In my little town the city council was famous for spending money on consultants to make their decisions for them. The voters got fed up and last cycle passed the rule that city council can’t spend any big money, hire any consultants or approve any projects (especially eminent domain) without a public vote. It’s now a trend in other Denver suburbs and not well taken by the entrenched. (CO has all mail in ballots and a public vote is minimal expense)
School boards use consultants because many serving on boards don’t have the time or expertise to hire a superintendant. There are at least 2 consultants, the other being associated school boards of South dakota. They do the search and also make recommendations on who boards should interview. Usually giving a board 3 to 5 candidates to interview. I have been through the process and believe it is essential for boards who have not been through the process. It is more time consuming than it appears on face value. Boards are trying to get the right person hired. The right superintendant like any manager will save your district dollars in the long run more so than the 5 or 6k it costs to find him or her.
Hmm… but now the voters are another step removed from control of their schools, as we privatize the hiring function. Isn’t there a danger of groupthink evolving in a system where superintendents at dozens of schools are all chosen by the same handful of profiting middlemen?
Porter, you guys passed an ordinance like that? Cool! Can you send me a copy? Maybe that could be worked into a condition for the Blue Ribbon proposal….
Here you are, sir. Merry Christmas. ?☃?
http://www.denverpost.com/news/ci_27639183/littleton-voters-pass-measure-restricting-citys-urban-renewal
I’ll research finding a copy of the ordinance.
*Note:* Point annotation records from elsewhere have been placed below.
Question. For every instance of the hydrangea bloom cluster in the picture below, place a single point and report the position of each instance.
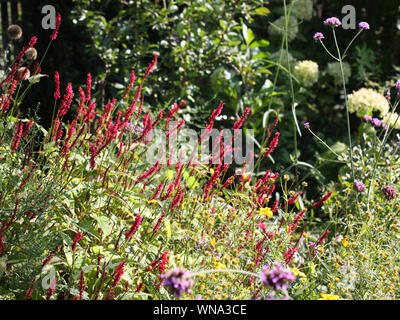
(389, 192)
(375, 122)
(333, 70)
(302, 9)
(365, 101)
(278, 277)
(178, 280)
(278, 27)
(332, 22)
(359, 186)
(306, 72)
I can’t see where it’s been written into the city charter as of yet. Here was the citizen initiative ballot question 300:
Ballot Question 300
The Citizen Initiative seeks to amend the City Charter to include the following:
“Any council action approving or modifying an urban renewal plan pursuant to Part 1 of the Colorado Urban Renewal Law must be ratified by the registered electors of the City of Littleton if the approval or modification of the urban renewal plan proposes the use of or change to eminent domain, condemnation, tax increment financing, revenue sharing or cost sharing.”
In simple terms, the approval of this language would require voter approval, not for projects but for urban renewal plans that include the use of eminent domain – the taking of private property. It would also require voter approval if any of our public tax dollars are going to be diverted from their intended use to urban renewal to give to developers to offset some of the costs of their private development. (Taxes would be diverted from Littleton Public Schools, Arapahoe County, South Suburban Parks & Rec, Urban Drainage and the City of Littleton.)
Ah, it doesn’t seem to ban hiring consultants outright; it just bans that set of economic development projects. Is there any other language that prevents the city council from hiring consultants to guide such projects?
I see one very encouraging bit of news in that article from Littleton: “Tuesday’s victory for Your Littleton Your Vote came despite being heavily outgunned by those challenging the measure, who operated under the name Littleton Strong. Opponents raised nearly $91,000 in campaign donations while backers raised nearly $3,000.” I would anticipate we’ll see a similar spread in spending on South Dakota’s payday lending initiatives next year, with the payday lenders spending seven figures to block our effort to regulate loan sharking while the good guys may not even reach six figures in spending. Let’s hope for similar results.